Macro

While the earth remains, seedtime and harvest, cold and heat, summer and winter, day and night, shall not cease. (Genesis 8:22)

Every summer it happens. The spring flowers are long gone, and the bright yellow-green of the leaves has darkened and begun to hint at the golds, oranges, reds, and browns to come. It's hot, too hot to stay outside long, and the sun beats down into the dust and the soon-dying grass. Even the humidity seems to be evaporating for good, and the afternoon thunderstorms have ceased their daily visits.

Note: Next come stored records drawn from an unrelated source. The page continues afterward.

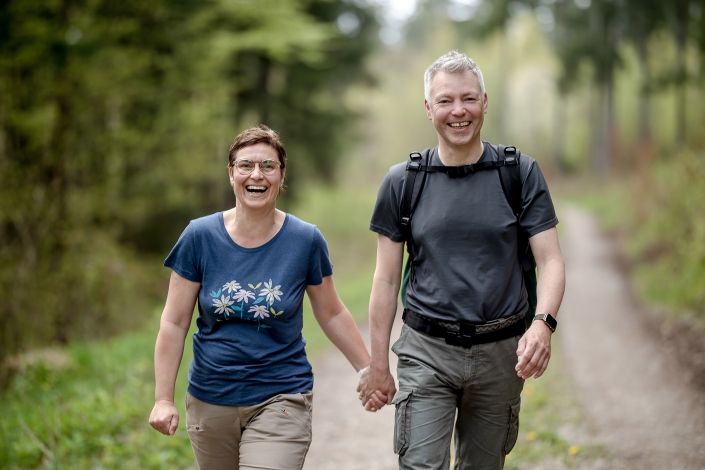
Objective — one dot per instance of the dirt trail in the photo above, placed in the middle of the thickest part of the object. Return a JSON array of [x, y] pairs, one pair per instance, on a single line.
[[635, 397], [634, 392]]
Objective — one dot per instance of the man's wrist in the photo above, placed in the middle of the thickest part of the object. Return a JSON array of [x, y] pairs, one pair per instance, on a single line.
[[547, 319]]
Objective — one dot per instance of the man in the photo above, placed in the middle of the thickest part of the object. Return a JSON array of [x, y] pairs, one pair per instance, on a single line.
[[466, 276]]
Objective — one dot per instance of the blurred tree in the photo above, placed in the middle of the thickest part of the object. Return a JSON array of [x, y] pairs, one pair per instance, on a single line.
[[115, 120], [304, 99]]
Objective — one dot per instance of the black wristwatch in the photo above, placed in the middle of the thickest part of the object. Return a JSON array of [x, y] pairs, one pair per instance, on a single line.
[[548, 319]]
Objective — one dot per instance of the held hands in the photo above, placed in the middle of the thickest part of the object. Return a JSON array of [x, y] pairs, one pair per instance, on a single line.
[[375, 389], [164, 417], [534, 351]]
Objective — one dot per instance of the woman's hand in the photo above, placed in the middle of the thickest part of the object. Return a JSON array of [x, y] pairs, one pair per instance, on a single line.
[[164, 417], [376, 400]]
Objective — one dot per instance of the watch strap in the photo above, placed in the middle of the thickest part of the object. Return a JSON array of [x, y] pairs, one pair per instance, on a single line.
[[548, 319]]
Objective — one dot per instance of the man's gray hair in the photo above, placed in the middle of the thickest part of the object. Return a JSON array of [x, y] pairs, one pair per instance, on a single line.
[[452, 62]]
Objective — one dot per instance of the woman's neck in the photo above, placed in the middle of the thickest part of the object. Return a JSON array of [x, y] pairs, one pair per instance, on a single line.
[[252, 229]]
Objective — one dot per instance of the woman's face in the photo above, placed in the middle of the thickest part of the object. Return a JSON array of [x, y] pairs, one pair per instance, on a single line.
[[256, 190]]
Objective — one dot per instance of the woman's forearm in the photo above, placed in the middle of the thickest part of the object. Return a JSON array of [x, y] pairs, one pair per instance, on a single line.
[[168, 352]]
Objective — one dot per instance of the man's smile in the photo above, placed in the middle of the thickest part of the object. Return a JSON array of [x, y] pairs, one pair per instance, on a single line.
[[459, 125]]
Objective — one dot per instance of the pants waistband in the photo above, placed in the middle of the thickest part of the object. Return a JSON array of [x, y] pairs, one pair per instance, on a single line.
[[466, 334]]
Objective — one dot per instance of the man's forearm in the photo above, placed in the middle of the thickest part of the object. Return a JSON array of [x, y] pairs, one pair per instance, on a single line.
[[383, 309], [551, 286]]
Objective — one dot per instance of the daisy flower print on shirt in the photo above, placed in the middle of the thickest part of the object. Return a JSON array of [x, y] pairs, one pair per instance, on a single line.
[[259, 311], [270, 292], [231, 286]]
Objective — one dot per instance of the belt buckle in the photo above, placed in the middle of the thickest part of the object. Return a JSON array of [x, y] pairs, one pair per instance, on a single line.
[[463, 337]]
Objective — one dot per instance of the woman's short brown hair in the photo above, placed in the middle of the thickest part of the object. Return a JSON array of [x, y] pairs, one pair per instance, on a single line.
[[258, 135]]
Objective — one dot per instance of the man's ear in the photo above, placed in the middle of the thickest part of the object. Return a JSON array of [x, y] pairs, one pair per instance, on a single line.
[[427, 107]]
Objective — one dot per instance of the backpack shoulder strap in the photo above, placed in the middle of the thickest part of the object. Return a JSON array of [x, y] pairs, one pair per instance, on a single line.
[[510, 176], [413, 185]]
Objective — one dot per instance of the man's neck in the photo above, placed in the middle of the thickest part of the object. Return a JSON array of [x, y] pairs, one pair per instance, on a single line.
[[456, 156]]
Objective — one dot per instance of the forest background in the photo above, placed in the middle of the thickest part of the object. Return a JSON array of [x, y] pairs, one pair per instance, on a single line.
[[116, 117]]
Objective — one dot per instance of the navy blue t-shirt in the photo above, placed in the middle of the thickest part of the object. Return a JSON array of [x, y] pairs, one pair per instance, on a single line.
[[249, 346]]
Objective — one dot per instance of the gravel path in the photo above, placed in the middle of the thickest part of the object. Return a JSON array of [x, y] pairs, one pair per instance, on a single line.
[[634, 394], [345, 436]]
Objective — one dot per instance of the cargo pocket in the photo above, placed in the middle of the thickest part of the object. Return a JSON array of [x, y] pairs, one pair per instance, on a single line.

Still, there is new life. As I walked my familiar old work trail yesterday, I saw the springing up of new flowers, the late-late-summer flowers, mostly small, mostly yellow, mostly with dozens of petals each. They thrive in the heat, these summer flowers, clustering in the tall grasses alongside the hot, dusty trail. I'd broken a sweat early in my walk, but still I stopped for pictures. Because these flowers--some would call them weeds--have their own late-summer beauty.

I don't have a macro lens, but I love it when my "word for the day" on this blog is "Macro." Because then I can keep my eyes open more than usual, looking for the smallest miracles, trying (albeit not always successfully) to snap a photo to share with friends.

I don't know what kind of flower this is. After a half-dozen tries, though, I finally got the clarity I wanted. It was worth the effort.

I did a little research, and I think this is a Carolina false-dandelion (Pyrrhopappus carolinianus).